A ghost monkey in 'Uncle Boonme'

The other two movies I caught yesterday were both Asian features with a poetic sensibility: Korean director Chang-Dong Lee’s Poetry and Thai director Apichatpong Weerasethakul’s Uncle Boonmee Who Can Recall His Past Lives, or as I like to call it, Things that Go Boonmee in the Dark. Though modest, the Korean film is one of the best I’ve seen in competition, and its middle-aged star, Yun Jung-hee, is a strong contender for Best Actress. She plays a grandmother raising an indolent teenage grandson, who was involved in a gang rape of a schoolgirl, who committed suicide as a consequence. That’s the set up. The various parents of the culprits are attempting to bury the incident by gathering hush money for the victim’s parents. While the grandmother grapples with this, she’s taking poetry classes and working as a caregiver, giving baths to a man disabled by a stroke. Her life unfolds a series of awkward concessions, but poetry will lead her to an austere and uncompromised truth.

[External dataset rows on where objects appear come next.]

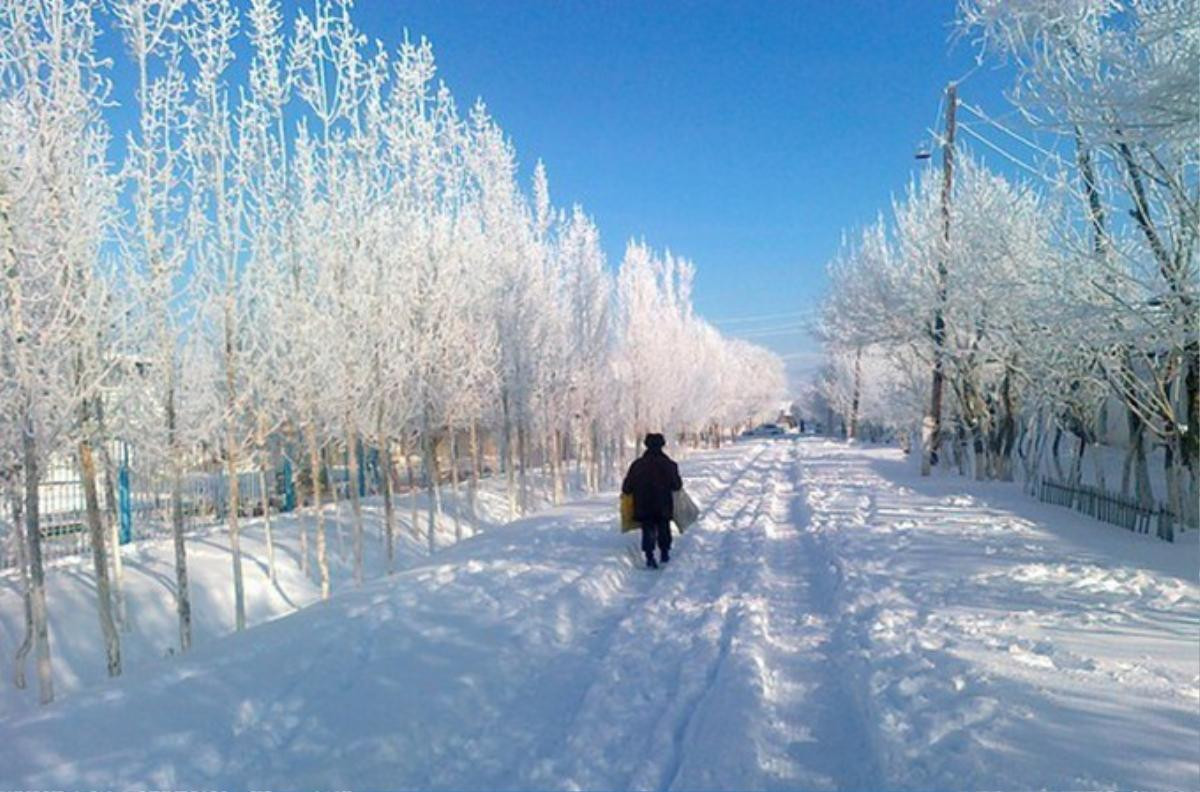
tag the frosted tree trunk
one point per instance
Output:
(232, 521)
(415, 523)
(556, 453)
(100, 558)
(315, 467)
(1077, 467)
(183, 597)
(352, 453)
(36, 571)
(523, 462)
(473, 485)
(454, 484)
(265, 497)
(389, 508)
(431, 484)
(507, 456)
(303, 525)
(112, 526)
(337, 504)
(27, 641)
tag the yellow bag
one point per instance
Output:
(627, 515)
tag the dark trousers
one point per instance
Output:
(657, 532)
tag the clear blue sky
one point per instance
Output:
(745, 136)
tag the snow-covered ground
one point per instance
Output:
(833, 622)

No Cannes is complete without a movie like Uncle Boonmee. The pace is glacial—an epithet that is sometimes used as an honorific by hard-core cinephiles here—the black-diamond challenge in the extreme sport of art house endurance. This animist fable is set in the jungles and caves of Thailand, much of it in the dark. A man is dying of kidney failure, and as he prepares his passage to the other side, phantoms of dead relatives show up at the dinner table and make themselves at home. No one seems terribly shocked. The jungle is crawling with animal spirits, notably the “ghost monkeys,” which look like gorillas with red eyes that glow in the dark. This is not a comedy, and much of the film casts a narcotic spell (not to be confused with ‘makes one sleepy’). The ghost monkeys, inevitably, drew some laughs. And the humour was certainly intentional in a lovely scene where a Buddhist monk in saffron robes, sleeping behind a veil of mosquito netting, wakes up and immediately checks his BlackBerry. The highlight of the film, however, has to be the princess who wades into a waterfall pool at night, shedding jewelry, and allows herself to be ravished by a talking catfish that flutters between her legs. Now there’s something you don’t see every day.